(Wiedomosti/Wojciech Jakóbik)
Do 2035 roku wydobycie ropy naftowej w Rosji może spaść o połowę. Rosyjskie ministerstwo energetyki przyjęło generalny plan rozwoju przemysłu naftowego na nadchodzące dwie dekady. Dziennik Wiedomosti dotarł do jego szkicu.
Plan generalny ma zastąpić obowiązujący obecnie dokument z cezurą 2020 roku, który został przyjęty pięć lat temu. Cena bazowa ma wynieść 80 dolarów za baryłkę ropy Urals w 2020 roku i 97,5 dolarów w 2030 roku.
Ministerstwo ustaliło, że wydobycie z już eksploatowanych pół może zapewnić połowę niezbędnej podaży. Reszta musi pochodzić z nowych złóż, których zasoby zostaną wykorzystane dzięki dalszej eksploracji i rozwoju projektów wydobywczych. W zakresie możliwości sięgnięcia po nowe złoża plan resortu zakłada cztery scenariusze.
Pierwszy jest umiarkowanie korzystny i uwzględnia cenę ropy na poziomie gwarantującym opłacalność poszukiwań, zniesienie sankcji zachodnich nie później niż w 2016 roku i optymalizację obciążeń podatkowych. Drugi to scenariusz bazowy, który przewiduje niskie ceny ropy i podtrzymanie sankcji. Przy uwzględnieniu planów przedstawionych przez firmy naftowe, powinien on pozwolić na utrzymanie obecnego poziomu wydobycia do 2022 roku.
Jest to jednak założenie kontrowersyjne, bo firmy wydobywcze jak Rosnieft i Gazprom Nieft przez sankcje ograniczające dostęp do kapitału oraz technologii, oraz tanią ropę naftową, zamrażają swoje programy poszukiwawcze. Nie zdołały dotąd znaleźć partnerów do projektów nowego wydobycia jak Wankor (najbardziej perspektywiczny projekt Rosnieftu) czy Bażenow (zagłębie łupkowe). Gazprom Nieft planuje zwiększać wydobycie z arktycznego złoża Prirazłomnoje, a w przyszłości uruchomić prace na polu Dolginskoje. Oba złoża znajdują się na szelfie arktycznym.
Na co wskazują Wiedomosti, żaden ze scenariuszy nie bierze pod uwagę wzrostu wydobycia ropy w porównaniu z 2015 rokiem.

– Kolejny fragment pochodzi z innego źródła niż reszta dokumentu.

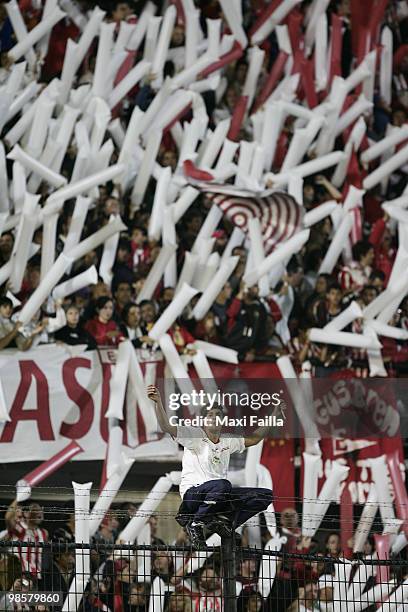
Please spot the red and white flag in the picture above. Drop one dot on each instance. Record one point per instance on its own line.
(279, 214)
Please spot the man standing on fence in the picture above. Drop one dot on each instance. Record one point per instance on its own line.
(210, 502)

W wypadku utrzymania sankcji i niskich cen ropy Rosja spodziewa się jednak spadku wydobycia do 2035 roku, który ma wtedy sięgnąć w zależności od scenariusza od 1,2 do aż 46 procent. Wydobycie ma spadać ze względu na wyczerpywanie istniejących zasobów i niekorzystne otoczenie podatkowe. Ma za to rosnąć wydobycie kondensatu gazowego, w zależności od scenariusza o od 37 do 74 procent.

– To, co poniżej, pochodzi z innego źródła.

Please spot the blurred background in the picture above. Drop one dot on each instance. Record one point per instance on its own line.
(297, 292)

Rosjanie nie spodziewają się wzrostu zapotrzebowania na ropę w kraju, ale liczą na większe zakupy Chińczyków, którzy do 2035 powinni zwiększyć zamówienia o od 1,8 do 2,2 razy, czyli o 90-110 mln ton.
Eksport produktów ropopochodnych ma się rozwijać szczególnie w zakresie paliwa diesla. Problemem będzie jednak konkurencja z USA i Bliskiego Wschodu, która obniży ceny a razem z nimi marżę dla rosyjskich firm, które będą musiały walczyć o rynek.

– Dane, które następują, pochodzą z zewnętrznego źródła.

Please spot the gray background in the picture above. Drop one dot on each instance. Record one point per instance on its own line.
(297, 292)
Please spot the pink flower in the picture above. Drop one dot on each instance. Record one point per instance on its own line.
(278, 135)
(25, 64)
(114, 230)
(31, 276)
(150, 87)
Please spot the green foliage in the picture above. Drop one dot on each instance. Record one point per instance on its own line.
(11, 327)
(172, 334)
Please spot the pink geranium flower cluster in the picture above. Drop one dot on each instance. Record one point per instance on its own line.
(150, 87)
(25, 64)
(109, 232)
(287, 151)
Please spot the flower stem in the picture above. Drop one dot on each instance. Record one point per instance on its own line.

Ministerstwo energetyki proponuje, aby firmy państwowe pomogły rozwijać wydobycie, któremu grozi znaczny spadek, a co za tym idzie możliwy jest istotny spadek dochodów do budżetu rosyjskiego, w ponad 70 procentach zależnego od sprzedaży węglowodorów. Resort zaleca rozdanie prywatnym firmom koncesji poszukiwawczych na szelfie arktycznym, poluzowanie regulacji na ich korzyść i preferencyjne akcyzy na paliwo.
Zgodnie z cyklami ekonomicznymi okres taniej ropy, jak to bywało w historii, także tym razem zostanie zakończony. Jeżeli potrwa dłużej niż dwa lata, a Rosja pozostanie w izolacji, może zakończyć się problemami z utrzymaniem reżimu Władimira Putina. Jeżeli potrwa krócej, a Rosjanie wyjdą z izolacji, Putin wyjdzie z kryzysu obronną ręką.